Yao Ming at the launching ceremony for the micro film Price of Love - No Drunken Driving held in Shanghai. [Photo Provided to China Daily] |
The former basketball star shoots a goal for responsible drinking in mini movie. Sun Xiaochen reports.
China's tallest entrepreneur, basketball club owner and political adviser now has put on a new hat, as designated driver.
Yao Ming, the 2.26-meter hoops icon who in various roles has maintained his influence off the court after retiring in 2011, has taken another challenge by starring in a mini movie to promote responsible drinking.

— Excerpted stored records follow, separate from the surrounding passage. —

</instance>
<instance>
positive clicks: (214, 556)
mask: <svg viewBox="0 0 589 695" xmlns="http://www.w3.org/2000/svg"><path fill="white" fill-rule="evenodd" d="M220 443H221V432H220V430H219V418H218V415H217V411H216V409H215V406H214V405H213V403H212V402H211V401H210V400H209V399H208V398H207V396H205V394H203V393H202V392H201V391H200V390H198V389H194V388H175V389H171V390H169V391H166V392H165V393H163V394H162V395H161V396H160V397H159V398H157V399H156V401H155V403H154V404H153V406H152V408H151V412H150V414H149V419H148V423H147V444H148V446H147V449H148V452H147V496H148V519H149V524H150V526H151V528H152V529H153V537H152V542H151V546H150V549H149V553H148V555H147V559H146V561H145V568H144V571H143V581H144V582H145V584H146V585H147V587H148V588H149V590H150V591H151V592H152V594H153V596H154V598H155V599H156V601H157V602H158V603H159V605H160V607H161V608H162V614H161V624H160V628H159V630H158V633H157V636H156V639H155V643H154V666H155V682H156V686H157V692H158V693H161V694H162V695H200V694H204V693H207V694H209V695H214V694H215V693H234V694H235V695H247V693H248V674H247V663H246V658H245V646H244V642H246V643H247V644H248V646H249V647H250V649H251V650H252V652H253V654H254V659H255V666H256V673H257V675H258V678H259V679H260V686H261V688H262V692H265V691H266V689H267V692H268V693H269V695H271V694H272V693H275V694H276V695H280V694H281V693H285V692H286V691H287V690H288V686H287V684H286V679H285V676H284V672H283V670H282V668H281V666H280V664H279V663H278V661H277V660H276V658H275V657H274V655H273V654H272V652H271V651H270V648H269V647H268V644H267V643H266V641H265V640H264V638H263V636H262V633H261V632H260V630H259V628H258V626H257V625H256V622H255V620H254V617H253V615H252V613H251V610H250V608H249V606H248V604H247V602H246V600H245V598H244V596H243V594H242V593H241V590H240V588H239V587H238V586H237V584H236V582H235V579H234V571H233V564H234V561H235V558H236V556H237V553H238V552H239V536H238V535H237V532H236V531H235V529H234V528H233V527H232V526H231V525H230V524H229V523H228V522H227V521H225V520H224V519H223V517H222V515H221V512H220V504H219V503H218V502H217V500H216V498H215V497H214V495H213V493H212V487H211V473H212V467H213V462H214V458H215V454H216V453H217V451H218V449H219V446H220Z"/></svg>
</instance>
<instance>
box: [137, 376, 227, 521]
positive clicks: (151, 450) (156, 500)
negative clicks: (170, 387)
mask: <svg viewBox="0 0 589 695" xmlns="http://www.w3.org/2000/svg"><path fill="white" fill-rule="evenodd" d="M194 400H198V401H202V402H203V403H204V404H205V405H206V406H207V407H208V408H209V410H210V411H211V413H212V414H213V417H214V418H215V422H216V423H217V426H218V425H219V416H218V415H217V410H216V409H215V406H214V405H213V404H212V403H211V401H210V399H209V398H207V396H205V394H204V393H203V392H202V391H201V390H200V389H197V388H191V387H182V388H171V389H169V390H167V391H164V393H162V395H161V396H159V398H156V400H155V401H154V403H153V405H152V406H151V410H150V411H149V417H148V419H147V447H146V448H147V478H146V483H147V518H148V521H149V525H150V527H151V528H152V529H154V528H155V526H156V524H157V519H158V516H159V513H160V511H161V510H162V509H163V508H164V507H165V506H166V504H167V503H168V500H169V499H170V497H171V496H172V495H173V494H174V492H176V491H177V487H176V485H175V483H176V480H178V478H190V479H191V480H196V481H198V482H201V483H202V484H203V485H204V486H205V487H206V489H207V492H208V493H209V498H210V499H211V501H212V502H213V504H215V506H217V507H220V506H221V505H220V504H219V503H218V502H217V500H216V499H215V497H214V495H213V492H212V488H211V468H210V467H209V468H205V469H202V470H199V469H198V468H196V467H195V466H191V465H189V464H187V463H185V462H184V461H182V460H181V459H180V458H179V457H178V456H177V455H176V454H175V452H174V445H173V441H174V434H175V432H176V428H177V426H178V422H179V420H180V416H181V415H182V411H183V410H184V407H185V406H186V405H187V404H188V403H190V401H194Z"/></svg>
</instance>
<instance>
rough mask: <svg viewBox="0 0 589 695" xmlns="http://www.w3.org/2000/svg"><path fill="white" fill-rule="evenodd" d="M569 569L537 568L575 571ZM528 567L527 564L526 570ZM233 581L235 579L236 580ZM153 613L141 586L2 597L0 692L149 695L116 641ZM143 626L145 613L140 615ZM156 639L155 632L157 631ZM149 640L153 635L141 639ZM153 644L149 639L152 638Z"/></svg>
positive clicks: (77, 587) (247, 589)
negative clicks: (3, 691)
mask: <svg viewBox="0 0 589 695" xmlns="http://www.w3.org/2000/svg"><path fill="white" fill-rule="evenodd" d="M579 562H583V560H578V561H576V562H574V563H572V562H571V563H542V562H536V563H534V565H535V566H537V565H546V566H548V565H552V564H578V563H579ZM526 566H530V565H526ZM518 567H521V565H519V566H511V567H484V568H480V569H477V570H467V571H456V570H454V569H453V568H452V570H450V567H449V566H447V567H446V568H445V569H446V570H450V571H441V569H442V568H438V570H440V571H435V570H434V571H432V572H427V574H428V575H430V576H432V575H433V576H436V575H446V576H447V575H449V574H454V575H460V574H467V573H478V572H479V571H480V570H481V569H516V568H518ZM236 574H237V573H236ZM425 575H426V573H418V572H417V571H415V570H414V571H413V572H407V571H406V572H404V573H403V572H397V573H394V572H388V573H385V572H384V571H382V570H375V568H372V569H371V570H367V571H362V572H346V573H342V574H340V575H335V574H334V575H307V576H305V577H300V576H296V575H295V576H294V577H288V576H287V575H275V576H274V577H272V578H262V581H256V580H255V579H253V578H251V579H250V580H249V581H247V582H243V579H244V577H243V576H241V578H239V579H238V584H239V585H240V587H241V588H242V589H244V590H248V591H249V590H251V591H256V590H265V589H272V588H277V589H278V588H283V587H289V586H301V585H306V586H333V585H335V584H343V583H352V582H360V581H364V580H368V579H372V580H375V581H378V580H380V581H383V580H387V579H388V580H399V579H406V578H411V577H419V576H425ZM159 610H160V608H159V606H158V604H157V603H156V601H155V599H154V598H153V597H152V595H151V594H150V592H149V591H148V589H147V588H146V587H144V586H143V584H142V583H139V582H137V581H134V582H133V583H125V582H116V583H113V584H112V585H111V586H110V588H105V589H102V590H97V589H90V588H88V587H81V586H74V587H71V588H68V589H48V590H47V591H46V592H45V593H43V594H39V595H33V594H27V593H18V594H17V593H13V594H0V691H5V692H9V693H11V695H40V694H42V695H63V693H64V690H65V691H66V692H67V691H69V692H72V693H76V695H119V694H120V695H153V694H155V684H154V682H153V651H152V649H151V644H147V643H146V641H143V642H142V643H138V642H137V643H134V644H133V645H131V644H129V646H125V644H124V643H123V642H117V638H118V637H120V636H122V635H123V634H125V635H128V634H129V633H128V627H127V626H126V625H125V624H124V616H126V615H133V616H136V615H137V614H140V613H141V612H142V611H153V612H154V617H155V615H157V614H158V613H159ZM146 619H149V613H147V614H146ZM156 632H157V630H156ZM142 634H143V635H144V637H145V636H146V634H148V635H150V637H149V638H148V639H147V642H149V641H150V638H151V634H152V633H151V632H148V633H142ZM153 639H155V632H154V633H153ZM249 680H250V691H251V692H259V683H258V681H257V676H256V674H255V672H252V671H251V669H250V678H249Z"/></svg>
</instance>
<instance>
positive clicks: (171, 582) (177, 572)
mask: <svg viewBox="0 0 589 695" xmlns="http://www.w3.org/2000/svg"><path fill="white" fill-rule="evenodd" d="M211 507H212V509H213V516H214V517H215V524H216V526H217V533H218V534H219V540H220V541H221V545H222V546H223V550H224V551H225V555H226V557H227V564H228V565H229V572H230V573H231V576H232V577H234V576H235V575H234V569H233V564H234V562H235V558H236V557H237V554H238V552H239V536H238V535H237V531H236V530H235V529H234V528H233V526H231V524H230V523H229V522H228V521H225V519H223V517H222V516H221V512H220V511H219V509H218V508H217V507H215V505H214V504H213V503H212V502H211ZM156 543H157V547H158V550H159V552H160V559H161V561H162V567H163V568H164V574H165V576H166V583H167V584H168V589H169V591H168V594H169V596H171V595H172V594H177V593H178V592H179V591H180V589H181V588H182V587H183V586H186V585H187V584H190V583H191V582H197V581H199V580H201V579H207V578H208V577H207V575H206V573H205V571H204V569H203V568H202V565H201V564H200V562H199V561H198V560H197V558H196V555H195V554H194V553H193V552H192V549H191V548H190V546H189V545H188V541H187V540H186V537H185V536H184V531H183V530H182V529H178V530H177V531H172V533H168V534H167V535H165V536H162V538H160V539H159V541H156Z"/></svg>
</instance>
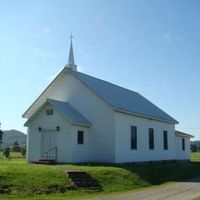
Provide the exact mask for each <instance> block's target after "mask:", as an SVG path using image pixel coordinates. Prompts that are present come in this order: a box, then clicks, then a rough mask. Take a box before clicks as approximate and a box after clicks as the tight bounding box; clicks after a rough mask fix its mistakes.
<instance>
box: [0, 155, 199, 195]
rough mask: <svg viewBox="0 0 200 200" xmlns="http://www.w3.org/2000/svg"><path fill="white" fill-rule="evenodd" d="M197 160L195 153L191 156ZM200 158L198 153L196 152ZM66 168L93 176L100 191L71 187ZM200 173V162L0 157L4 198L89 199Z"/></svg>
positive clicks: (144, 187) (172, 180) (179, 179)
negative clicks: (69, 161) (80, 161)
mask: <svg viewBox="0 0 200 200" xmlns="http://www.w3.org/2000/svg"><path fill="white" fill-rule="evenodd" d="M193 157H195V158H196V159H195V160H197V154H195V156H194V155H192V158H193ZM199 157H200V155H199ZM65 169H79V170H83V171H86V172H88V173H89V174H91V175H92V176H93V177H94V178H96V179H97V180H98V181H99V183H100V185H101V186H102V190H100V191H92V190H80V189H79V190H70V189H69V188H68V185H69V184H70V181H69V179H68V178H67V175H66V174H65V173H64V170H65ZM199 175H200V162H190V163H162V164H161V163H157V164H140V165H137V164H132V165H128V164H126V165H125V164H124V165H112V166H103V165H94V164H93V165H91V164H90V165H89V164H88V165H52V166H48V165H37V164H29V163H27V162H26V161H25V160H24V159H23V158H22V157H21V156H19V154H12V157H11V158H10V159H2V158H0V188H3V187H8V188H9V189H10V191H11V192H10V194H9V195H6V194H2V195H0V198H3V199H84V198H85V199H88V198H89V197H91V196H92V195H101V194H105V193H111V192H120V191H126V190H127V191H128V190H137V189H144V188H146V187H149V186H154V185H161V184H163V183H167V182H172V181H180V180H183V179H187V178H190V177H194V176H199Z"/></svg>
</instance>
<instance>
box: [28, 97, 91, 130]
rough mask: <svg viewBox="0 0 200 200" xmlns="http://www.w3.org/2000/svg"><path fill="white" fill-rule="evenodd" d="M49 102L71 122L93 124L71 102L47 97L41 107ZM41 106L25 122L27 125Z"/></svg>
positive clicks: (39, 108)
mask: <svg viewBox="0 0 200 200" xmlns="http://www.w3.org/2000/svg"><path fill="white" fill-rule="evenodd" d="M46 103H49V104H51V105H52V107H54V108H55V109H56V110H57V111H58V112H60V113H61V114H62V115H63V116H64V117H65V118H66V119H67V120H68V121H70V123H72V124H77V125H84V126H91V125H92V124H91V123H90V122H89V121H88V120H87V119H86V118H85V117H84V116H83V115H82V114H81V113H80V112H78V111H77V110H76V109H75V108H74V107H73V106H71V105H70V104H69V103H66V102H61V101H57V100H53V99H47V101H46V102H45V103H44V104H43V105H42V106H41V108H42V107H43V106H44V105H45V104H46ZM41 108H39V109H38V111H36V112H35V113H34V114H33V116H31V118H30V119H29V120H28V121H27V122H26V123H25V125H27V124H28V123H29V121H31V120H32V118H33V117H34V116H35V114H36V113H38V112H39V110H41Z"/></svg>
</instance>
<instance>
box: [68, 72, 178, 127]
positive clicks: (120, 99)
mask: <svg viewBox="0 0 200 200" xmlns="http://www.w3.org/2000/svg"><path fill="white" fill-rule="evenodd" d="M65 71H67V72H68V73H70V74H71V75H73V76H75V77H76V78H78V79H79V80H80V81H81V82H83V83H84V84H85V85H87V86H88V87H89V88H90V89H91V90H93V92H95V93H96V94H97V95H99V96H100V97H102V98H103V99H104V100H105V101H107V102H108V103H109V104H110V105H112V106H113V107H114V109H115V110H117V111H120V112H127V113H130V114H134V115H137V116H141V117H146V118H150V119H156V120H160V121H165V122H169V123H174V124H176V123H178V122H177V121H176V120H175V119H174V118H172V117H171V116H169V115H168V114H167V113H165V112H164V111H163V110H161V109H160V108H158V107H157V106H156V105H154V104H153V103H151V102H150V101H149V100H147V99H146V98H144V97H143V96H142V95H140V94H139V93H137V92H134V91H131V90H128V89H125V88H123V87H120V86H117V85H114V84H112V83H109V82H107V81H103V80H100V79H97V78H95V77H92V76H89V75H86V74H83V73H80V72H77V71H74V70H71V69H69V68H65Z"/></svg>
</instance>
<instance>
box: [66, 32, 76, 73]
mask: <svg viewBox="0 0 200 200" xmlns="http://www.w3.org/2000/svg"><path fill="white" fill-rule="evenodd" d="M72 39H73V36H72V35H71V36H70V40H71V42H70V50H69V58H68V64H67V65H66V67H68V68H70V69H72V70H74V71H77V65H75V62H74V50H73V43H72Z"/></svg>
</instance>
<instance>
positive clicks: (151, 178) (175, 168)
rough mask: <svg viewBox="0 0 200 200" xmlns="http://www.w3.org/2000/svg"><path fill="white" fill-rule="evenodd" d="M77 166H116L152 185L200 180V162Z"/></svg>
mask: <svg viewBox="0 0 200 200" xmlns="http://www.w3.org/2000/svg"><path fill="white" fill-rule="evenodd" d="M73 165H76V166H83V167H86V166H90V167H100V166H104V167H116V168H122V169H125V170H128V171H129V172H131V173H133V174H135V175H137V176H138V177H139V178H141V179H143V180H144V181H145V182H148V183H149V184H150V185H160V184H163V183H166V182H178V181H190V182H199V180H200V178H196V177H200V162H191V161H188V162H164V163H146V164H100V163H87V164H86V163H79V164H73Z"/></svg>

In the nine-minute clip, Yao plays the character of "Boss Yao", who voluntarily drives his drunken colleagues home but one day found himself in urgent need of a chauffeur as well after drinking at a business dinner. While he struggled to find a competent driver, his wife Ye Li appeared and drove him home.
"What we acted is actually what happened in our real life," Yao said at a press conference to release the movie last week.
Yao, who has shown his witty humor and acting skills in a 2004 documentary The Year of the Yao and countless TV commercials, says working in the studio is much tougher than training on the court but expected his amateurish performance could raise social consensus on responsible drinking in a light-hearted way.
"We don't want to preach," says Yao, who was inspired and invited to shoot the film by world-famous brewer Anheuser-Busch InBevh. "We just wanted to tell a story that true love needs a designated driver and hope it could influence people in a warm way.
"Driving safe is not only responsible to your families but also to every passerby on the street, so if everybody stands up we will have a safer environment."
Ye echoes her husband's sentiment, saying being a designated driver is a happy burden for every wife.
"This is a real-life subject and making it into a movie works well to educate people," Ye says.
However, what amazed Yao wasn't Ye's acting but her look in makeup, which the former women's national team member rarely applies in daily life.
"She looks gorgeous," Yao says.
Although extending careers to the big screen seems a popular choice for retired sports celebrities, Yao says he has no intention to make it in the entertainment scene.
"I just simply don't have the talent," says the former Houston Rockets' center, who also appeared in China's national image promo shown at Times Square in New York in early 2011.